The elder Samuelsson spent 16 seasons in the NHL and posted 2,453 penalty minutes in 1,080 games. He was the face of the Pittsburgh Penguins defense, playing there for five seasons including both Stanley Cup championship teams in the early 1990’s.
But what Ulf Samuelsson is remembered for most is his physical play - a style that created fear in opponents and plenty of controversy.
Some may say Philip Samuelsson is headed down the same path. Like his father, physical play is the key to his game, but its not the only focus.
Now in his second AHL season, Samuelsson headed into this weekend’s road trip as the team’s leader in plus-minus with a plus-10. It’s evidence that Samuelsson has made great strides in his defensive play since last year’s rookie season when he often found himself a healthy scratch.

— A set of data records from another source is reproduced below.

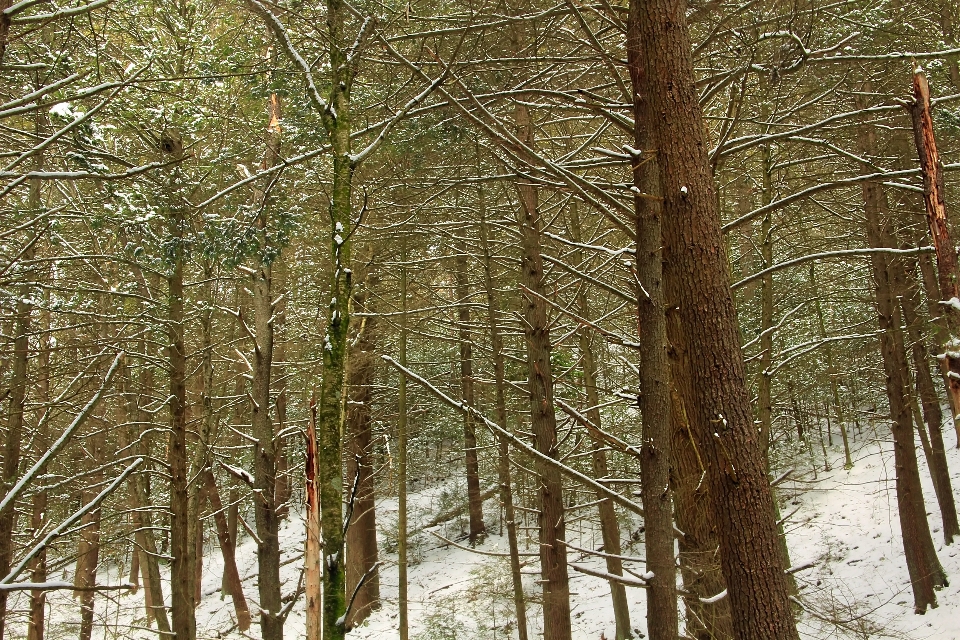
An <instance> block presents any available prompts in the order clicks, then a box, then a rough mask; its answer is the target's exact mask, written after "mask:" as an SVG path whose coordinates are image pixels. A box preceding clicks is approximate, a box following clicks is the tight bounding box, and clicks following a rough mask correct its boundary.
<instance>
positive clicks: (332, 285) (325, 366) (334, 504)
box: [317, 0, 355, 640]
mask: <svg viewBox="0 0 960 640" xmlns="http://www.w3.org/2000/svg"><path fill="white" fill-rule="evenodd" d="M347 10H348V9H347V7H346V6H345V4H344V2H343V0H327V38H328V43H329V51H330V88H331V89H330V98H329V101H328V104H329V107H328V109H327V111H326V112H325V113H323V114H321V115H322V117H323V121H324V126H325V127H326V129H327V134H328V135H329V138H330V145H331V152H332V155H333V184H332V187H331V192H330V225H331V229H330V245H329V248H330V263H331V268H332V269H333V277H332V279H331V285H330V306H329V315H328V322H327V332H326V337H325V340H324V347H323V366H322V375H323V382H322V386H321V392H320V405H319V411H318V414H317V430H318V433H317V437H318V439H319V441H320V442H319V445H320V451H319V453H318V463H319V472H318V473H319V477H320V508H321V510H322V514H321V518H320V527H321V535H322V538H323V544H324V555H325V557H324V562H323V638H324V640H342V638H343V637H344V633H345V631H344V622H345V619H344V618H343V614H344V611H345V608H346V604H347V603H346V594H345V587H346V581H345V579H344V578H345V576H344V569H343V565H344V563H343V560H344V547H343V437H342V434H341V429H342V427H343V385H344V379H345V375H346V356H347V337H348V333H349V325H350V308H349V307H350V305H349V303H350V296H351V295H352V292H351V289H352V287H353V279H352V272H351V271H350V265H351V260H350V253H351V243H352V240H351V237H352V232H353V231H354V229H353V228H352V225H353V220H352V211H353V209H352V202H351V198H352V193H353V169H354V166H353V160H352V159H351V143H350V133H351V126H352V122H351V116H352V114H351V108H350V90H351V87H352V84H353V74H354V72H355V67H354V65H352V64H350V63H348V62H347V48H348V46H349V44H348V43H347V39H348V38H350V39H352V38H353V37H354V34H349V35H348V34H347V33H346V30H345V28H344V20H345V17H346V13H347Z"/></svg>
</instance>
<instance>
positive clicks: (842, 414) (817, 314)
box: [810, 263, 853, 469]
mask: <svg viewBox="0 0 960 640" xmlns="http://www.w3.org/2000/svg"><path fill="white" fill-rule="evenodd" d="M814 269H815V267H814V263H810V287H811V288H812V289H813V290H814V291H817V290H818V289H817V281H816V275H815V271H814ZM814 304H815V305H816V308H817V326H818V328H819V329H820V339H821V340H826V338H827V323H826V321H825V320H824V318H823V307H822V306H821V305H820V298H819V297H817V299H816V300H815V301H814ZM823 348H824V353H825V355H826V357H827V375H828V376H830V394H831V397H832V399H833V407H834V410H835V411H836V415H837V423H838V425H839V427H840V437H841V438H842V439H843V457H844V462H843V468H844V469H852V468H853V459H852V458H851V457H850V442H849V441H848V438H847V425H846V423H845V422H844V419H843V403H842V402H840V385H839V384H838V383H837V371H836V368H835V366H834V364H833V348H832V347H831V345H830V343H829V342H826V343H824V345H823ZM827 415H828V416H829V415H830V414H829V411H828V413H827ZM830 444H831V445H832V444H833V442H831V443H830Z"/></svg>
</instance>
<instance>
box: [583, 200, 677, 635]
mask: <svg viewBox="0 0 960 640" xmlns="http://www.w3.org/2000/svg"><path fill="white" fill-rule="evenodd" d="M569 207H570V231H571V238H572V239H573V241H574V242H583V238H582V233H581V226H580V216H579V211H578V210H577V204H576V201H575V200H574V201H572V202H571V203H570V205H569ZM574 259H575V260H576V261H577V264H584V256H583V251H582V250H580V249H579V248H578V249H576V250H574ZM577 311H578V313H579V314H580V317H581V318H584V319H585V320H590V306H589V303H588V302H587V295H586V291H585V289H584V287H579V289H578V290H577ZM590 331H592V329H590V328H588V327H583V328H581V330H580V336H579V343H580V344H579V347H580V368H581V370H582V371H583V386H584V391H585V392H586V396H587V407H588V409H587V411H586V414H585V415H586V418H587V419H588V420H590V422H591V423H593V424H594V425H596V426H597V427H601V426H602V424H601V419H600V394H599V393H598V392H597V365H596V361H595V360H594V357H593V347H592V345H591V344H590V342H591V341H590V337H591V336H590V333H589V332H590ZM593 447H594V451H593V455H592V456H591V461H592V463H593V476H594V477H595V478H606V477H609V470H608V468H607V454H606V453H605V451H604V444H603V442H602V441H601V440H599V439H598V438H596V437H594V438H593ZM597 498H598V499H600V504H599V505H598V506H597V509H598V512H599V513H598V515H599V516H600V534H601V536H602V538H603V549H604V551H605V552H606V553H607V554H609V555H607V557H606V564H607V573H609V574H611V575H615V576H622V575H623V562H622V561H621V560H620V559H619V558H618V557H616V556H619V555H620V554H621V551H622V549H621V547H620V523H619V522H618V521H617V512H616V510H615V509H614V506H613V503H612V502H611V501H610V500H605V499H604V496H603V495H602V494H597ZM647 522H648V521H647V520H644V524H647ZM648 530H649V525H648ZM670 547H671V549H670V554H669V555H670V562H671V564H672V563H673V532H672V530H671V533H670ZM648 569H649V570H650V571H654V569H653V568H649V567H648ZM609 585H610V597H611V600H612V605H613V618H614V621H615V623H616V639H617V640H625V639H626V638H631V637H633V629H632V628H631V626H630V604H629V603H628V602H627V589H626V587H625V586H624V585H623V583H621V582H616V581H614V580H610V581H609ZM674 609H676V598H674ZM649 626H651V625H648V627H649ZM651 637H652V636H651Z"/></svg>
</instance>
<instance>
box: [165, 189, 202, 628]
mask: <svg viewBox="0 0 960 640" xmlns="http://www.w3.org/2000/svg"><path fill="white" fill-rule="evenodd" d="M185 228H186V221H185V220H184V219H183V212H182V210H181V205H180V204H179V203H174V204H172V206H171V211H170V233H171V236H172V239H173V243H174V247H175V248H174V250H173V254H172V264H171V265H170V269H171V272H170V275H169V277H168V278H167V285H168V287H169V298H168V307H167V314H168V315H167V340H168V342H167V345H168V347H167V352H168V354H169V360H168V365H169V372H170V396H169V400H168V406H169V408H170V438H169V442H168V446H167V464H168V465H169V467H170V555H171V556H172V557H173V560H172V561H171V564H170V592H171V605H172V606H171V614H172V629H171V630H172V631H173V633H174V634H175V635H176V636H177V640H195V639H196V636H197V620H196V616H195V615H194V602H193V596H194V586H193V582H194V569H193V547H192V545H191V544H190V542H191V541H190V535H189V533H190V509H189V504H190V497H189V493H188V487H187V482H188V479H187V460H188V454H187V387H186V376H187V356H186V347H185V345H184V333H185V330H186V322H185V320H184V300H183V264H184V260H185V256H184V251H185V249H184V231H185Z"/></svg>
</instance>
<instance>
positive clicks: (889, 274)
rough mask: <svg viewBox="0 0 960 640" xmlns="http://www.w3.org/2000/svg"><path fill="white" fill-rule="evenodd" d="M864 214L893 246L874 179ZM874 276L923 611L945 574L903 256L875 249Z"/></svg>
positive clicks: (916, 594) (919, 602) (903, 532)
mask: <svg viewBox="0 0 960 640" xmlns="http://www.w3.org/2000/svg"><path fill="white" fill-rule="evenodd" d="M859 147H860V151H861V152H862V153H864V154H865V155H866V157H876V156H877V148H876V147H877V145H876V141H875V133H874V130H873V127H872V126H870V125H868V124H862V125H861V129H860V135H859ZM861 191H862V193H863V201H864V213H865V216H866V223H867V229H866V235H867V244H868V246H870V247H873V248H879V247H894V246H895V243H894V240H893V234H892V230H891V221H890V216H889V212H888V211H887V207H886V200H885V196H884V193H883V188H882V187H881V185H880V184H877V183H874V182H864V183H862V185H861ZM871 264H872V268H873V277H874V282H875V284H876V287H877V289H876V291H877V319H878V323H879V327H880V350H881V355H882V356H883V365H884V371H885V372H886V374H887V379H886V388H887V398H888V400H889V403H890V420H891V423H892V424H891V431H892V432H893V444H894V462H895V465H896V469H897V479H896V487H897V507H898V510H899V514H900V529H901V533H902V536H903V548H904V554H905V556H906V561H907V571H908V573H909V574H910V581H911V583H912V585H913V598H914V609H915V611H916V612H917V613H923V612H925V611H926V610H927V607H936V606H937V598H936V593H935V590H936V589H937V588H939V587H941V586H943V585H944V584H945V582H946V576H945V574H944V572H943V569H942V568H941V566H940V561H939V560H938V559H937V554H936V549H935V548H934V545H933V538H932V537H931V535H930V527H929V524H928V523H927V516H926V509H925V507H924V502H923V492H922V489H921V485H920V471H919V469H918V465H917V450H916V444H915V442H916V439H915V437H914V433H913V421H912V418H911V410H910V389H909V381H908V378H907V376H908V369H907V367H908V365H907V355H906V350H905V348H904V342H903V332H902V330H901V328H900V327H901V320H900V317H901V316H900V309H899V306H898V304H897V299H898V298H899V297H902V296H903V295H904V294H905V293H906V291H905V285H906V283H905V274H904V268H903V262H902V260H901V259H899V258H898V257H896V256H889V255H888V254H883V253H875V254H872V256H871Z"/></svg>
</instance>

He spent the summer working on his strength and foot speed, and the improvement has translated into better play this season, Samuelsson said. He’s also worked to add a bit of an offensive element to his game and has shown a willingness to shoot the puck that may not have been apparent last season.
But the biggest improvement, Samuelsson said, has come from within.
“In this organization there are a lot of good players up and down the depth chart, and you can’t get frustrated with where you’re at,” he said. “For me, the main thing is to keep positive and keep the same even keel.”
That’s not to say physical play is taking a back seat in Samuelsson’s game. He understands it’s the key to reaching the NHL and Samuelsson’s ability to crunch an opponent may be what sets him apart from other blueliners.
It’s an attribute that his father warned him not to stray away from.
“He’s always talking to me about not losing that part of my game. I know I have to have a sound defensive game, but at the same time I don’t want to be glued on the blueline and not do anything. The main thing is for me to be physical and solid defensively.”
Head coach John Hynes is glad that Samuelsson is aware that his physicality is the key to his game. He acknowledged that being a well-rounded player is also important, but not at the expense of giving up the one attribute that sets a player apart.
“To make it to the NHL you better play to what your strengths are,” Hynes said. “In Philip’s case it’s defending and being tough to play against. Being a well-rounded player is important, but there has to be one element in your game that’s desirable at the NHL level.”
Having physical play as a strength can be tricky for a young player. Avoiding the dirty hits is imperative, but there has to be enough of an edge to still create a bit of fear.
It’s a line that the elder Samuelsson crossed at times, but there was always plenty of fear when an opponent ventured into his defensive zone.
“You have to be right on that edge of clean and dirty without getting caught or putting someone else in danger,” the younger Samuelsson said. “My dad thinks I’ve come a long way since last year, and I have to agree with him.”
It’s been 18 years since a Samuelsson nameplate with the number five graced the back of a Pittsburgh Jersey. Philip hopes his turn to renew the family tradition is on the horizon.
“It’s always been my dream to carry it to the NHL, and for that to be in Pittsburgh would be very special,” he said. “I’m looking forward to having that happen someday soon.”